CFP: Knowledge Production in Transitional Justice | ECPR 2018 (Deadline: February 10, 2018)

CFP: Knowledge Production in Transitional Justice | ECPR 2018
Deadline: February 10, 2018

Call for papers for a panel submission for ECPR General Conference in Hamburg, 22-25 August 2018

Knowledge Production in Transitional Justice

Susanne Buckley-Zistel & Anne Menzel (Centre for Conflict Studies, Philipps-Universität Marburg)

Deadline for abstracts: 10 February 2018

Knowledge production in and for security, development and peacebuilding policies and programmes has increasingly attracted academic attention over the last years. This trend has been facilitated by scholars’ movements between academic and policy cycles – often as freelance or part-time consultants who critically reflect on their experiences. Their analyses of concrete knowledge production processes often contain auto-ethnographic elements and their findings usually challenge the straightforwardness of the idea that policy-making has become more ‘problem-focused’ and ‘evidence-based’. The trend towards studying knowledge production has also coincided with various recent ‘turns’ in IR and critical security studies, including the ethnographic and practice turns. It is about understanding how evidence and expertise are shaped by relations of power that are often embedded in organisational routines and seemingly self-evident practice.

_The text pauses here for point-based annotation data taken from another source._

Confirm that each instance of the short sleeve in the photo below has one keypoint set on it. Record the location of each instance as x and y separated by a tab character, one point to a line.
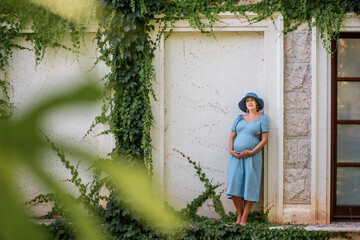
238	119
264	123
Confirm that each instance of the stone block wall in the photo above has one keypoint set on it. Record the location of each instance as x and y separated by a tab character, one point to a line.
297	116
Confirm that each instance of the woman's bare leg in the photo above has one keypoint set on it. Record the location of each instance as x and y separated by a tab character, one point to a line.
238	202
246	212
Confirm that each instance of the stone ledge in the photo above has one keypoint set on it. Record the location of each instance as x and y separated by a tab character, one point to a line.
352	227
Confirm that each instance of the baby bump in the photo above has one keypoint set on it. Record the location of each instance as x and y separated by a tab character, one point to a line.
245	143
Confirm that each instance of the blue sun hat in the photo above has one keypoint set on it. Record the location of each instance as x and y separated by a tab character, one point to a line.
242	104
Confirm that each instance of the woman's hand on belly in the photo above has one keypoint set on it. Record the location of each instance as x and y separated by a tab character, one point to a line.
236	154
247	153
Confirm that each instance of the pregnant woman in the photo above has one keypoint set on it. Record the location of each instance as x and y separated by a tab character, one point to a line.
249	135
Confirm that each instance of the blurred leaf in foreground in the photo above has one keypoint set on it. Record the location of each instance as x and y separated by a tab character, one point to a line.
20	145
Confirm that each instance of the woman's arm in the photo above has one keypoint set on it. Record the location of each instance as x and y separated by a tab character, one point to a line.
264	138
231	145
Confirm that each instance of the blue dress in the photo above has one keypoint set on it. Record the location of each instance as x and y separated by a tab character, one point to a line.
244	175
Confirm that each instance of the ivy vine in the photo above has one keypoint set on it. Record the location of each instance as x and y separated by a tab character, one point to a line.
125	46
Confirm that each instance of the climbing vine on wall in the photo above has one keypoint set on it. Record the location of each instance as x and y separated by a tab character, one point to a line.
125	46
48	31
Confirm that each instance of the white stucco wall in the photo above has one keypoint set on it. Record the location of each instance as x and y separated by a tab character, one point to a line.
60	71
204	80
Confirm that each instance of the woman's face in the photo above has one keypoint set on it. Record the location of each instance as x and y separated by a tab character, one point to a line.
251	103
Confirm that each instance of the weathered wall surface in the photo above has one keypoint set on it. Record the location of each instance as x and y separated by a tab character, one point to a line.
297	116
60	71
204	80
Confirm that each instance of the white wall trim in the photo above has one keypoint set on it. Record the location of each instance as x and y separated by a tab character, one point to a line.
274	74
321	124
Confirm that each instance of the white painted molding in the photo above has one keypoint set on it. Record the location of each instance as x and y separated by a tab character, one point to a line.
273	73
321	123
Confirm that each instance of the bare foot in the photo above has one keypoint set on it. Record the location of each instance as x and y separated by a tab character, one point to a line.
238	220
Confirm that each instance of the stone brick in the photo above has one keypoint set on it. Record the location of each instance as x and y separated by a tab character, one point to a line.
290	153
304	148
303	28
290	102
297	185
291	46
303	101
297	125
304	47
297	77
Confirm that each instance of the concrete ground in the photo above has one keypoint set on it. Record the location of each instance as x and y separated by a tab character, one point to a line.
352	228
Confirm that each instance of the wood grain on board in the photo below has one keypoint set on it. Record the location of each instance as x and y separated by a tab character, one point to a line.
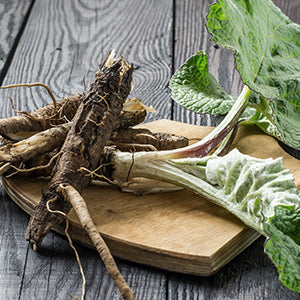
63	43
177	231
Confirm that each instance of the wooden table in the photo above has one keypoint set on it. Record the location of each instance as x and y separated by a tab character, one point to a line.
61	43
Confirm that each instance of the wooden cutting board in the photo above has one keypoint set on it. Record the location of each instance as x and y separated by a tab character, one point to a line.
177	231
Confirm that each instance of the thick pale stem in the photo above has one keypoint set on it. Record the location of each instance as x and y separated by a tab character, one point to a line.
175	171
207	144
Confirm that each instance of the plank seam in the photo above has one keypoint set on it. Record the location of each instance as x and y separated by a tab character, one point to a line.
24	270
15	44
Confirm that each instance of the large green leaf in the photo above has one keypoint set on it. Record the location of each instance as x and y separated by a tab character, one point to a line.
267	52
260	192
283	244
195	88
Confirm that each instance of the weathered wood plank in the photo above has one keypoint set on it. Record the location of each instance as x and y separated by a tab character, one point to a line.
63	43
13	248
12	19
74	39
248	276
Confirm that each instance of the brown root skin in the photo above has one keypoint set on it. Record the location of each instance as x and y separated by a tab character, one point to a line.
26	124
130	140
18	127
142	136
91	128
36	145
71	195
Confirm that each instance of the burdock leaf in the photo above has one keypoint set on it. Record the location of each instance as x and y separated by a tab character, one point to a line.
283	246
267	52
195	88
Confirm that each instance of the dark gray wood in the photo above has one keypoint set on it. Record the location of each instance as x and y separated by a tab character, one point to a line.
12	20
63	43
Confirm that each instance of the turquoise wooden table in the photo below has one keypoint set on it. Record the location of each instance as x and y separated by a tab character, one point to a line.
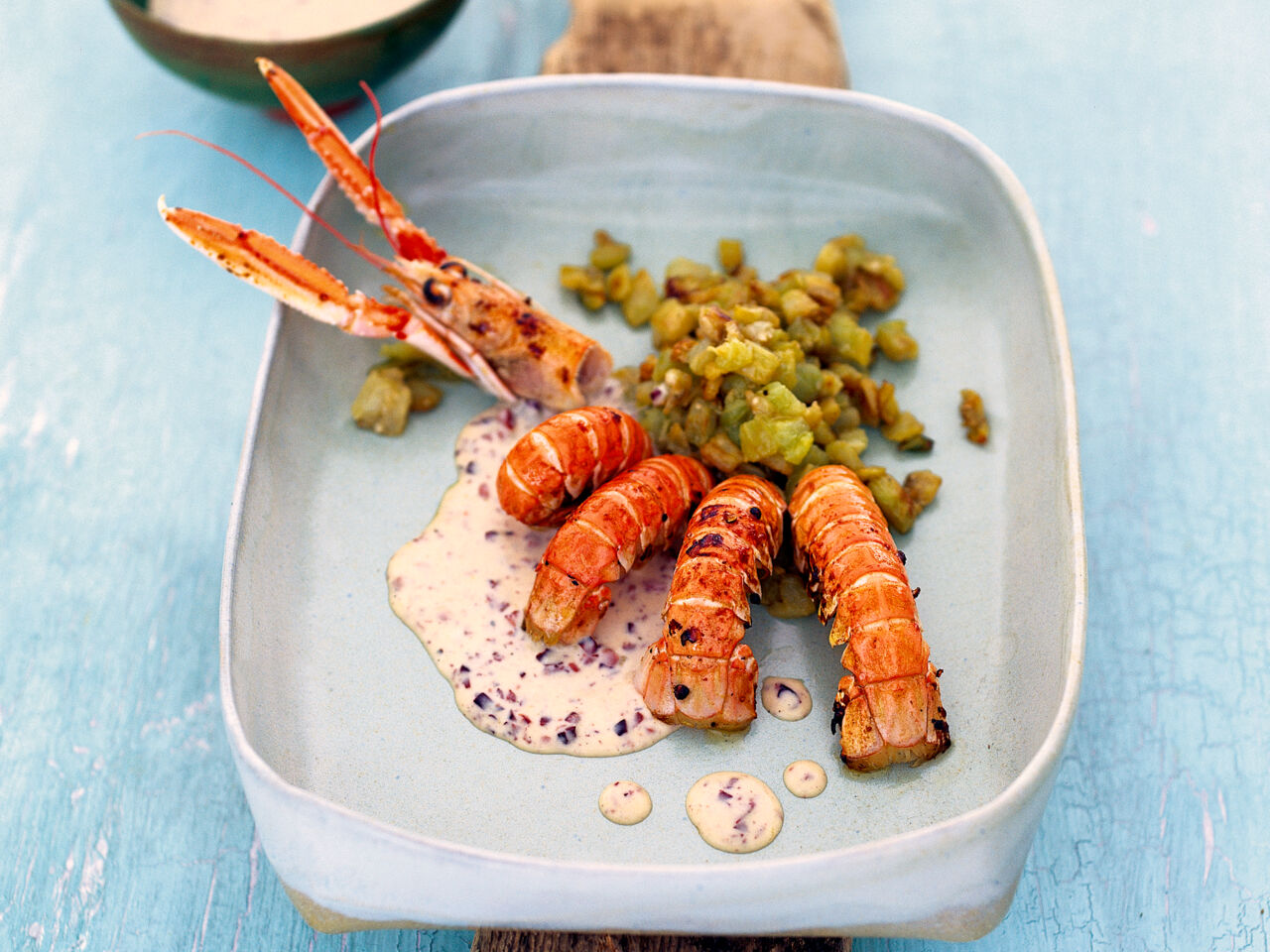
1142	134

Although these perspectives are also highly relevant with regard to the field of transitional justice, they have not yet been widely applied to the study of transitional justice instruments and processes. An exception is Nancy Combs’ study of the evidence supporting international criminal convictions Fact-Finding without Facts (2010). But knowledge production is certainly not restricted to criminal prosecutions. Various forms of knowledge production also take place in preparation for as well as in the actual operations of truth commissions, in deliberations on whether or not transitional justice should include ‘traditional’ elements or mechanisms – and in many related discussions and procedures.

For our panel, we invite contributions that study knowledge production in transitional justice (based on own experiences, participant observation, interviews, archival materials or other types of data), be it for or in international or domestic trials, truth commissions or other transitional justice instruments and processes. Possible topics include but are not limited to,

  • The production of best practices for transitional justice: who produces them and how is determined what is ‘best’ about them?
  • The influence of standardisation and professionalization on transitional justice: how do experts and expertise shape transitional justice and what are relevant effects?
  • Inside courts or truth commissions: How is knowledge produced, what kinds of knowledge are valued/devalued and how do these processes work in practice.
  • Learning across cases: are there informal forms of knowledge production, such as exchanges between practitioners and/or human rights activists wherein learning takes place? And if so, how are they organized and what role do they play?